Being a huge structure, built in solid stone, it was able to survive and be restituted a mandir, three times. Not many temples have had the misfortune of having been desecrated four times. This episode is described with relish in Tabqat-I-Nasiri. The honour of being the first iconoclast, went to Sultan Shamsuddin Iitutmish, 1234, yet another half a century earlier. About 200 years earlier, Sultan Alauddin Khilji, 1293, had also enjoyed the “devout” pleasure of damaging Vijay Mandir. The episode is recorded in Mirat-I-Sikndri. He captured the town and about the first thing he did was to desecrate the Vijay Mandir claiming that the conquest of Bhilsa was in the service of Islam. Sultan Bahadur Shah of Gujarat, 1526-37, was the iconoclast of Vidisha, preceding Aurangzeb. Khwaja Kamal Khan demolished the temple in 1364 AD and Ibrahim completed the mosque in 1408 AD. According to the gazetteer, there stood an equally large temple built by Raja Vijaya Chandra of Kannauj, the father of Jaichand.
Opposite the mosque is also a similar cloister, which now houses a madrassa. On two sides, in front of this rectangular edifice, are rows of two-storeyed cloisters. Not far from Jhanjhari is what is popularly known as the Atala Devi masjid. Nevill, the district collector of Jaunpur, confirms that the temple was demolished by Ibrahim Naib Barbak, the brother of Sultan Firoz Shah Tughlaq who erected the Jhanjharimasjid in honour of a saint called Hazrat Ajmali. The Gazetteer of Jaunpur district dated 1908, written by H.R. He asked Qutbuddin Aibak, his slave general, to have the needful done in 60 hours time so that he could offer prayers in the new masjid on his way back. He was so awed by the temples that he wanted them destroyed and replaced instantly. After the second battle of Tarain in 1192 AD, in which Shahabuddin Muhammad Ghauri defeated and killed Prithviraj Chauhan, the victor passed through Ajmer. So called, because the triple or three temples were converted into a Masjid over only two and a half days. The complex is, for the last 800 years, popularly known as “Adhai Din Ka Jhopra” (the shed of two and a half days). What you see is one example.Ī furlong beyond the dargah of Khwaja Moinuddin Chisti is the triple temple complex built by an ancestor of Prithviraj Chauhan. Vandalized idols are also seen lying around the mosque.

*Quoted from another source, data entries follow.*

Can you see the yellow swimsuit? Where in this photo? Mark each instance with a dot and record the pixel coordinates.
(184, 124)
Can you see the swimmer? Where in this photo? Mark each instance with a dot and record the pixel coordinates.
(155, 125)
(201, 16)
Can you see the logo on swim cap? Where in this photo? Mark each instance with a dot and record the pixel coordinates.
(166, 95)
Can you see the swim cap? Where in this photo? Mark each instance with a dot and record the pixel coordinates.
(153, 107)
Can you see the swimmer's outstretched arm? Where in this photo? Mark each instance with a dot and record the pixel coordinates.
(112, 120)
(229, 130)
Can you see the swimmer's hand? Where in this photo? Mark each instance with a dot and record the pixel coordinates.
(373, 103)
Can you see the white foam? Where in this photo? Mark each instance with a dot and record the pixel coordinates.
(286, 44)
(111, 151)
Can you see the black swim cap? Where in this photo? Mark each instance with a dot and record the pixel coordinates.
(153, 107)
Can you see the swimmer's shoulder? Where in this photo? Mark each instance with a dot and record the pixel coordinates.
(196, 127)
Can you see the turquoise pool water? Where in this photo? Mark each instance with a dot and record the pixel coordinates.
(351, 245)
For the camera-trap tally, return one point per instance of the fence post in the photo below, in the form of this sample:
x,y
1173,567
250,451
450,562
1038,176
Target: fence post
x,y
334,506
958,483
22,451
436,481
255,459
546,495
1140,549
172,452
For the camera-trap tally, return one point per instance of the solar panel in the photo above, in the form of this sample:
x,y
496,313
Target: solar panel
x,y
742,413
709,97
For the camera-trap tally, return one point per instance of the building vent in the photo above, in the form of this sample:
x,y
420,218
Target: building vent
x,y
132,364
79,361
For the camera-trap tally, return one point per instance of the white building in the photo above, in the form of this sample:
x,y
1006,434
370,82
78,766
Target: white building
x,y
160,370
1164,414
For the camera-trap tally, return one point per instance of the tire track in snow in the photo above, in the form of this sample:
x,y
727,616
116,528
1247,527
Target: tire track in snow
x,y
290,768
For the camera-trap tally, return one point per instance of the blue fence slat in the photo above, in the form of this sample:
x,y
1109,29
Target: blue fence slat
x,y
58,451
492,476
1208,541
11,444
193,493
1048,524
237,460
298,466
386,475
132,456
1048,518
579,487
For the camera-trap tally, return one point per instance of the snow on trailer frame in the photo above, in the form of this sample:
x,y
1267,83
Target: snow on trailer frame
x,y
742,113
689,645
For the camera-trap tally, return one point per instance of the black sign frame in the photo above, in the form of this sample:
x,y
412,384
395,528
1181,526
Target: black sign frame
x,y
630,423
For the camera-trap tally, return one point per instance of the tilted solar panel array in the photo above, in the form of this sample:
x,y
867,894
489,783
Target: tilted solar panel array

Material from twenty-seven temples, which were worth five crore and forty lakhs of Dilwals, were used in the mosque, and an inscription giving the date of conquest and his own name was installed in the eastern gate. But the structure of the idol housekept standing as before. This idol house (of Rai Pithora) was converted into a mosque. The immense congregational mosque in Delhi known as Quwwat al-Islam (Might of Islam) was one of the first built in India. Before its upper part was destroyed on Aurangzeb’s orders in anticipation of his visit to Vrindavan in 1670 AD, the mandir was reputed to be twice that height.īegun in 1191, the mosque stands on the site of a pre-Islamic temple whose ruins were incorporated in the structure. He accordingly resolved that it should be put out and soon after sent some troops to the place who plundered and threw down as much of the temple as they could and then erected on the top of the ruins a mosque wall where, in order to complete the desecration, the emperor is said to have offered up his prayers. Aurangzeb had often remarked about a very bright light shining in the far distant southeast horizon and in reply to his enquiries regarding it, was told that it was a light burning in a temple of great wealth and magnificence at Vrindavan.